From the court's frame of reference, the newspaper deliverer's activities were physical or manual, rather than predominately mental or intellectual. Even if, for the sake of argument, some activities could have been categorized as "professional, such as managerial activities," the court said, where a complaint alleges both covered and non-covered claims, the insurer must defend the entire action.

Because neither of the two exclusions applied, the insurer was held obligated to both defend and indemnify its named insured in connection with the lawsuit.


One has to wonder how much this litigation in the American Western Home Insurance Company case cost the insurer to try a case where the odds were definitely against it. Another puzzling question is why the insurers in both of the above discussed cases denied coverage in the first place.

Was it to give legal counsel something to do, or was it because of inexperienced claims people and those who supervise them? If one had to guess, it was probably the latter.

The policy issued by the insurer in the last case, by the way, has largely been replaced by a commercial general liability policy modified with a designated premises endorsement. In either case, the way coverage is written will invite problems for accidents away from premises. The designated premises endorsement, therefore, should be avoided whenever possible.

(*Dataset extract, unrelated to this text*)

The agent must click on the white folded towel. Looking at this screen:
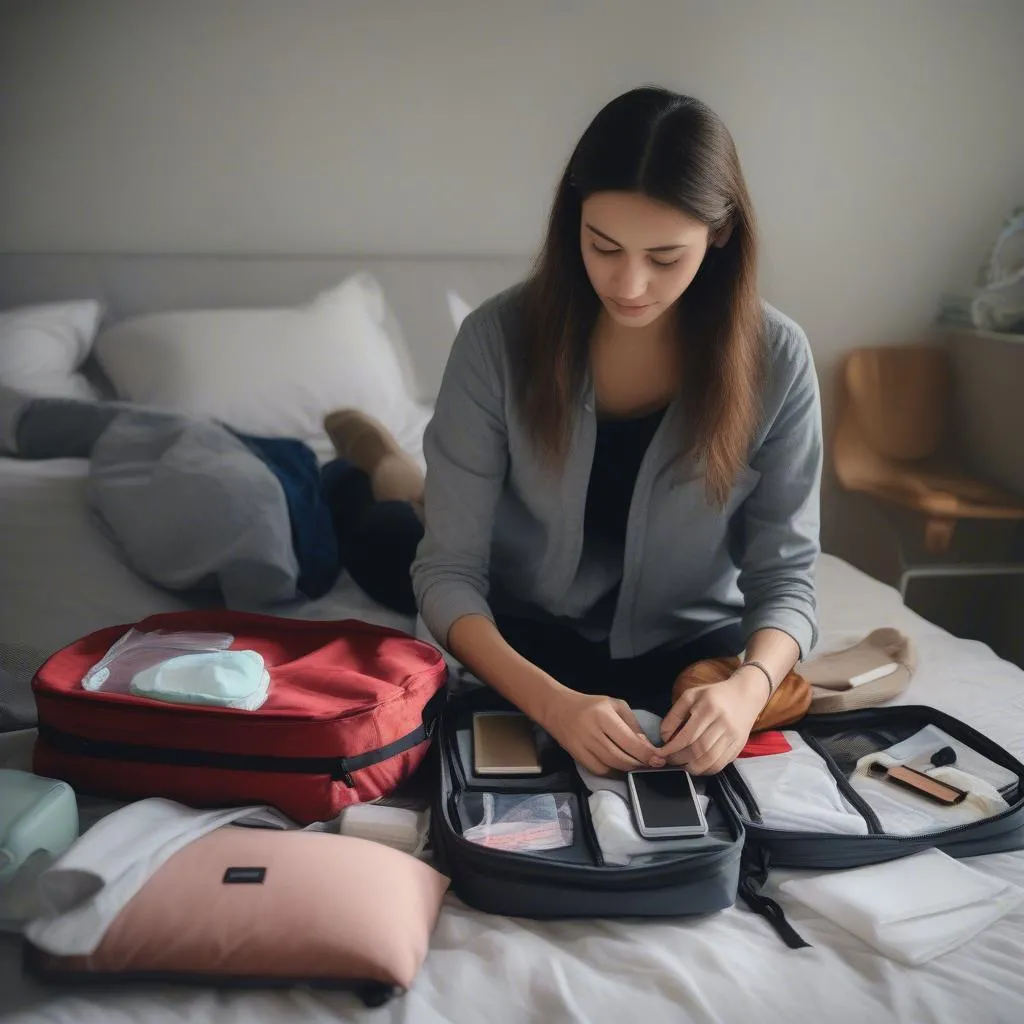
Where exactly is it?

The bottom line is that producers need to exercise care in dealing with these kinds of insurers, unless there is no other alternative. Fortunately, producers cannot be faulted for this kind of insurer conduct because, in the event of litigation (in the absence of failing to obtain the appropriate coverage), whether coverage applies is not up to the producer or how the producer thought the coverage obtained should have applied.

The author

Donald S. Malecki, CPCU, is a principal of Malecki Deimling Nielander & Associates LLC, an insurance, risk, and management consulting business headquartered in Erlanger, Kentucky.